Jacob Blake está paralisado da cintura para baixo; manifestantes pedem que agentes sejam presos.

Pela segunda noite consecutiva, manifestantes tomaram as ruas de Kenosha, no estado americano de Wisconsin, para protestar contra a violência policial no país.

Os atos, que terminaram com confrontos e prédios incendiados, são uma resposta a uma ação policial na qual agentes brancos atiraram pelas costas, a curta distância, em Jacob Blake, um homem negro.

Blake, 29, foi alvejado enquanto era abordado por dois oficiais chamados para atender um incidente doméstico na tarde de domingo (23).

Os protestos pelo fim da violência policial em Kenosha, que fica ao norte de Chicago e ao sul de Milwaukee, começaram pacíficos, mas houve cenas de confronto durante a noite de segunda (24) e a madrugada desta terça (25).
Os manifestantes não respeitaram o toque de recolher imposto pelo governador e foram confrontados pela polícia e por agentes federais enviados para a cidade. Ao menos uma pessoa ficou ferida.
Prédios públicos, lojas e veículos foram incendiados. A polícia usou bombas de gás e balas de borracha para dispensar as centenas de manifestantes.
Imagens publicadas em redes sociais mostram pessoas brancas e negras atacando propriedades e homens usando bastões de beisebol para quebrar semáforos, luzes de postes e faróis de carros.

Em outro registro, um homem branco, em um skate, joga combustível em um caminhão do governo e depois coloca fogo no veículo. Do outro lado, civis brancos armados montaram guarda em frente a um espaço comercial para protegê-lo de ataques.

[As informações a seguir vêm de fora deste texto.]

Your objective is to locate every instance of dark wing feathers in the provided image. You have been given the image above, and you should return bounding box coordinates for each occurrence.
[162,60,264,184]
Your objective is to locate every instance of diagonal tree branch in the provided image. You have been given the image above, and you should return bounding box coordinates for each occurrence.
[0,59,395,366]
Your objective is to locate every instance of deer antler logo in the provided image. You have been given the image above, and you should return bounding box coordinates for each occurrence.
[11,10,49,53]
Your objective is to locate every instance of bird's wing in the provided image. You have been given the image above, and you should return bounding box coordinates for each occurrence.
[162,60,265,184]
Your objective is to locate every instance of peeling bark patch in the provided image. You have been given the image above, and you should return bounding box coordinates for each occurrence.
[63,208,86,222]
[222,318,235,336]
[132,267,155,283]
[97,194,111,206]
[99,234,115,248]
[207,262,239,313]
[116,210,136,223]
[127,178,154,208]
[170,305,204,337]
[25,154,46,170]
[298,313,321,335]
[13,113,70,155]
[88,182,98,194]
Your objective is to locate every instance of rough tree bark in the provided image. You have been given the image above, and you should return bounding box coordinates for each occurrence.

Um grupo grande de manifestantes foi até a frente de um tribunal. A polícia respondeu, jogando bombas de gás em direção à multidão, que revidou lançando fogos de artifício e garrafas de água.

Também houve protestos pelo ataque a Blake, em menor escala, em Nova York, Seattle e Portland.

Os ativistas, ligados ao movimento Black Lives Matter (vidas negras importam), pedem que os policiais envolvidos no caso sejam demitidos e presos. Até agora, eles foram apenas afastados das funções.

O governador de Wisconsin, o democrata Tony Evers, enviou a Guarda Nacional na segunda (24) para Kenosha, na tentativa de manter a ordem. Ele condenou o uso excessivo de força pelos oficiais que atiraram em Blake e pediu uma sessão especial no Legislativo para avaliar mudanças na polícia.

“Nós devemos oferecer nossa empatia. Devemos olhar para o trauma, o medo e a exaustão de ser negro em nosso estado e em nosso país”. Kenosha é uma cidade de 100 mil habitantes, com 12% de negros e 67% de brancos, segundo dados do censo dos EUA.

ENTENDA O CASO

Segundo a polícia de Kenosha, o episódio deste domingo ocorreu enquanto oficiais respondiam a um chamado de incidente doméstico, perto das 17h locais (19h, em Brasília).

Um vídeo que circula nas redes sociais mostra Blake andando até o assento do motorista de um veículo SUV, parado na rua, seguido por dois policiais que apontam armas para suas costas. Blake, que aparenta estar desarmado, abre a porta do carro com os agentes atrás dele, e os tiros são disparados à queima-roupa. É possível ouvir sete disparos. Não está claro se apenas um ou os dois oficiais dispararam.

O episódio acontece menos de três meses após o assassinato de George Floyd, homem negro que foi sufocado por um policial branco. O caso gerou uma grande onda de protestos pelo fim da violência policial contra negros que se espalhou pelos EUA e chegou a outros países. Em resposta, o governo federal enviou tropas federais a algumas cidades, como Portland, o que gerou ainda mais atos.

O advogado de direitos civis Ben Crump, que atende a família de George Floyd e disse ter sido contratado para representar Blake, afirmou em publicação no Twitter que três filhos da vítima estavam a apenas alguns metros dali quando ele foi alvejado. “Viram a polícia atirar em seu pai. Ficarão traumatizados para sempre”, escreveu. Segundo Crump, Blake tinha tentado intervir em uma briga entre duas mulheres.

Os protestos antirracismo são um dos temas da campanha eleitoral nos Estados Unidos. O presidente Donald Trump, que busca a reeleição, tem buscado ressaltar a destruição ocorrida em algumas das manifestações e se colocar como um defensor da lei e da ordem. Seu rival, Joe Biden, tem dado apoio aos protestos e defendido mudanças para combater a violência policial contra os negros.